This slump shows Chainlink is not immune to a correction after a months-long period of surge. At the time of writing, Chainlink’s 24-hour trading volume is down by 34.58% to $789,720,779. Despite this gloomy performance carried over from the weekend, Chainlink is maintaining its outlook for the week where it has grown as much as 23.58%.
In the analyst’s analysis, the TD Sequential indicator presents a sell signal on both the daily, three-day, and Chainlink weekly charts. While LINK is not currently in the danger zone, Martinez believes a retracement to $12.5 cannot be ruled out. He went on to further note that should Chainlink bulls fail to secure this level, they can drag the price down toward the $10.5 support zone.
It is worth noting that Chainlink has not retested the $10.5 level since Oct. 24, and chances are bulls will defend the current level.

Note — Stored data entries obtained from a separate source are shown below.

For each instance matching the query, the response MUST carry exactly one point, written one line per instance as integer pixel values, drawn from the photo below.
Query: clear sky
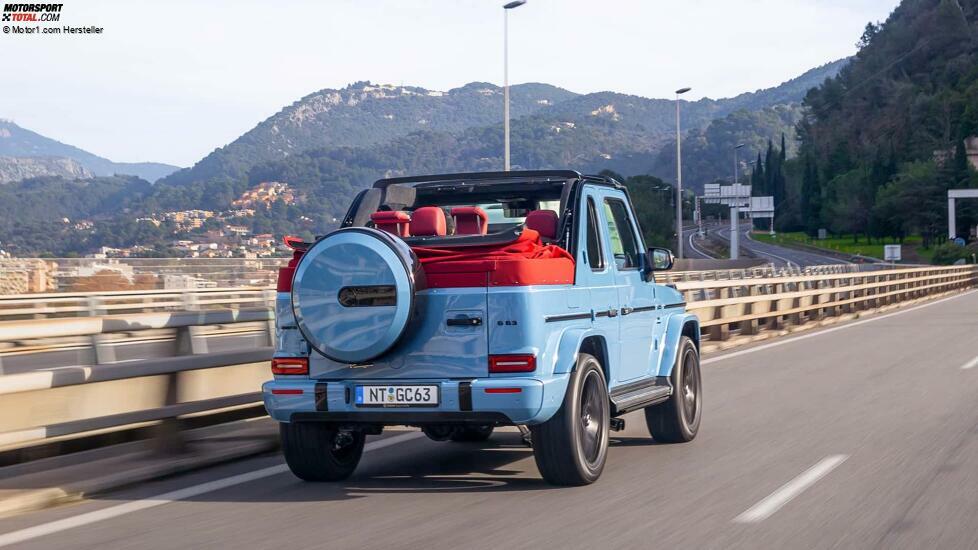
(169, 81)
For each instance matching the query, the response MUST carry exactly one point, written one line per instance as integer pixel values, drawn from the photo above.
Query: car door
(636, 297)
(595, 271)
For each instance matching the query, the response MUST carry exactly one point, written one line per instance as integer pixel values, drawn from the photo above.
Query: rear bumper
(461, 401)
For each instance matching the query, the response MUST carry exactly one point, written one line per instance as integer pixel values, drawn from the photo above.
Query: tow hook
(343, 438)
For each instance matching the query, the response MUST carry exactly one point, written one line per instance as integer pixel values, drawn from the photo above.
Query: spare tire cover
(353, 293)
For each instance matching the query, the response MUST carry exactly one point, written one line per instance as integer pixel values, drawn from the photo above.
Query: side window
(624, 245)
(594, 255)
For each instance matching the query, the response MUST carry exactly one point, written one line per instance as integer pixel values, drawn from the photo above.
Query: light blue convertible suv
(462, 302)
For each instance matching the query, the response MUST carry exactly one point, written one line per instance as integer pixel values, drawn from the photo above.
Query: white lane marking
(88, 518)
(821, 332)
(697, 250)
(773, 502)
(789, 263)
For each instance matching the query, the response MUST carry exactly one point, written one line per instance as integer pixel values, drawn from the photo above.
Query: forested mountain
(364, 114)
(708, 153)
(20, 168)
(20, 142)
(884, 140)
(332, 143)
(41, 214)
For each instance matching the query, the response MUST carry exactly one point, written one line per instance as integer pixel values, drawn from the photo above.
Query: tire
(678, 419)
(472, 433)
(571, 447)
(311, 453)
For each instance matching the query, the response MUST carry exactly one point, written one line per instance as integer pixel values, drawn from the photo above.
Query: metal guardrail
(766, 303)
(41, 306)
(106, 395)
(755, 272)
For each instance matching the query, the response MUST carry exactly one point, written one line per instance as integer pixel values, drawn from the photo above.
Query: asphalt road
(864, 435)
(131, 349)
(778, 255)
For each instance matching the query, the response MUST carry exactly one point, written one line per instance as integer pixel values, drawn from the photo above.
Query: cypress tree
(811, 197)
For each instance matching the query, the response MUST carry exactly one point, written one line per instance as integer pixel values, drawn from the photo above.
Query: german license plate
(397, 396)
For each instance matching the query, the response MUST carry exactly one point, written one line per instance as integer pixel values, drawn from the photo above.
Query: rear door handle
(465, 322)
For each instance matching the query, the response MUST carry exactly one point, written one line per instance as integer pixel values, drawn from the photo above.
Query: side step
(639, 395)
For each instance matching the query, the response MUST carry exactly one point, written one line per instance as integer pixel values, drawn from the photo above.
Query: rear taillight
(290, 365)
(286, 273)
(512, 363)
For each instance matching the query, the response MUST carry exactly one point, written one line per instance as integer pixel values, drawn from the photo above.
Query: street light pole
(735, 213)
(506, 8)
(679, 177)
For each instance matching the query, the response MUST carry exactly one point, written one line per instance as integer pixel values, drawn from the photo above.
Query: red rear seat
(394, 222)
(543, 222)
(525, 261)
(428, 221)
(470, 220)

Banking on Chainlink staking advantage
For Chainlink, its on-chain metrics are not much of a focus for a community that wants a highly functional Oracle protocol.
To push this sentiment in the right direction, many LINK proponents are bound to start banking on what the Chainlink Staking v0.2 upgrade will usher in for the ecosystem shortly. With a phased rollout set to commence this month, Chainlink Staking v0.2 will present a more sustainable and inclusive channel for LINK holders to help secure the network and get a better reward for it.
Chainlink also has many other crucial innovations like the Cross-Chain Interoperability Protocol (CCIP), a tool now being integrated by the likes of Arbitrum. With these solutions, Chainlink has what it takes to sustain its growth and chart a quick rebound from its current level.